The Platform : un festin visuel et cérébral

1019
Image extraite de La Plateforme
La Plateforme, de Galder Gaztelu-Urrutia

Notre critique de The Platform

Je n’avais pas envie de regarder The Platform. On en disait que du bien, or je me méfie instinctivement de ce genre d’unanimisme. En général, c’est mauvais signe quand tous les critiques autorisés tombent d’accord – eux qui sont si prompts à encenser des films, même mauvais, pourvu qu’ils cochent toutes les cases du politiquement correct. Je me méfiais d’autant plus de ce film que tous louaient sa « satyre sociale féroce » (les satyres sociales sont toujours, forcément « féroces », ne me demandez pas pourquoi).

« Satyre sociale », dans mon dictionnaire des lieux communs, veut dire « film chiant et moralisateur de gauche » (notez qu’un film chiant et moralisateur « de droite » ne vaudrait pas mieux, mais je n’en ai pas encore vu). Pourtant, dans un grand moment de désœuvrement comme n’en connaissent que les millenials qui font leur « crise du quart de vie » (ne rigolez pas, ça a une entrée sur Wikipédia donc c’est sérieux), je me suis dit « Pourquoi ne pas me faire du mal ? » et j’ai regardé The Platform. Et j’ai adoré.

Plus qu’une critique attendue de la société de consommation

The Platform suit la descente aux enfers quasi littérale d’un étudiant qui s’enferme volontairement dans « la fosse » : une sorte de prison verticale où les détenus sont approvisionnés en nourriture grâce à une plateforme en lévitation qui descend à travers chaque cellule. Évidemment, les prisonniers des cellules du haut en profitent pour se goinfrer comme de sagouins et ne rien laisser à ceux des cellules du bas, alors que la plateforme contient théoriquement assez de nourriture pour tous. Comme tout bon proto-communiste qui se respecte, notre étudiant va forcer tout ce beau monde à être solidaire, à coup de barre de fer dans la mâchoire si nécessaire.
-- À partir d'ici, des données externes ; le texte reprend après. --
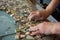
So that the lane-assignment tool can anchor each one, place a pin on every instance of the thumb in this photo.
(33, 28)
(35, 33)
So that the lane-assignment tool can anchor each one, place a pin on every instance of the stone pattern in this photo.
(19, 10)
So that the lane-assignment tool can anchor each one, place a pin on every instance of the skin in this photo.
(45, 27)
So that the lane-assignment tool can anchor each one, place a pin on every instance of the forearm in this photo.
(50, 8)
(56, 28)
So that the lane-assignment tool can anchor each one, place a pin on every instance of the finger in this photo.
(31, 15)
(33, 28)
(35, 33)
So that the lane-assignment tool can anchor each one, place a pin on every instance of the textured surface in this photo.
(19, 10)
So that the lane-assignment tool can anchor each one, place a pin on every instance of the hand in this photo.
(38, 15)
(46, 28)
Alors, vous la voyez venir, la critique à la tractopelle de la société de consommation ? En fait, le film s’est avéré plus subtil que ce que le synopsis et les critiques me laissaient craindre. Évidemment, The Platform dénonce l’égoïsme humain, mais sa fin mystérieuse et allégorique libère de l’espace pour l’interprétation personnelle. Au lieu de servir du commentaire social à la grosse louche, le film met le protagoniste dans des situations moralement difficiles, forçant le spectateur à se demander ce qu’il ferait à sa place, tout en prenant soin de ne pas imposer de réponse univoque.
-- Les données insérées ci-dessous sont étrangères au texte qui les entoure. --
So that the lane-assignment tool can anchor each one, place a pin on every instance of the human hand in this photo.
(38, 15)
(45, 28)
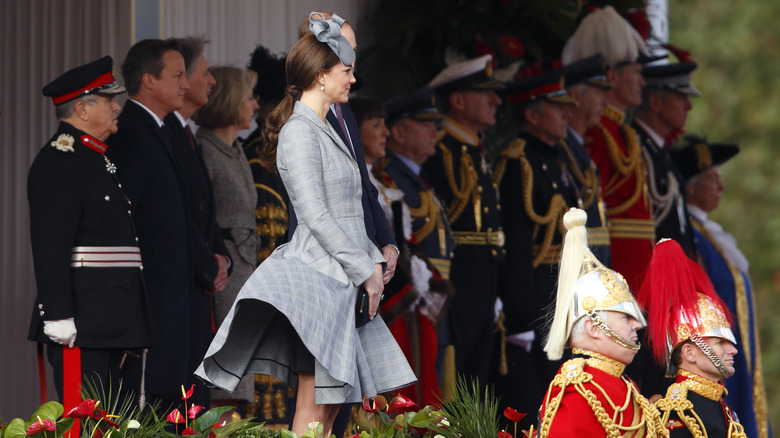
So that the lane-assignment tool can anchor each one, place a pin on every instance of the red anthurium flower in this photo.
(513, 415)
(400, 401)
(511, 46)
(378, 404)
(85, 409)
(193, 411)
(188, 394)
(40, 426)
(175, 417)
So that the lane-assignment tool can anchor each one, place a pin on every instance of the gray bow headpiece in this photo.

Miam, bon appétit ! Source : La Plateforme, de Galder Gaztelu-Urrutia

Le décor épuré de la fosse et la photographie léchée créent une ambiance à la fois irréelle et crue, parfaite pour un film qui alternent les gros plans dégoûtants sur la nourriture dévastée, les explosions de violence pure et les crises hallucinatoires. The Platform est une œuvre sombre, traversée de fulgurances poétiques, mais où pointe ultimement une lueur d’espoir. À regarder sans plus attendre.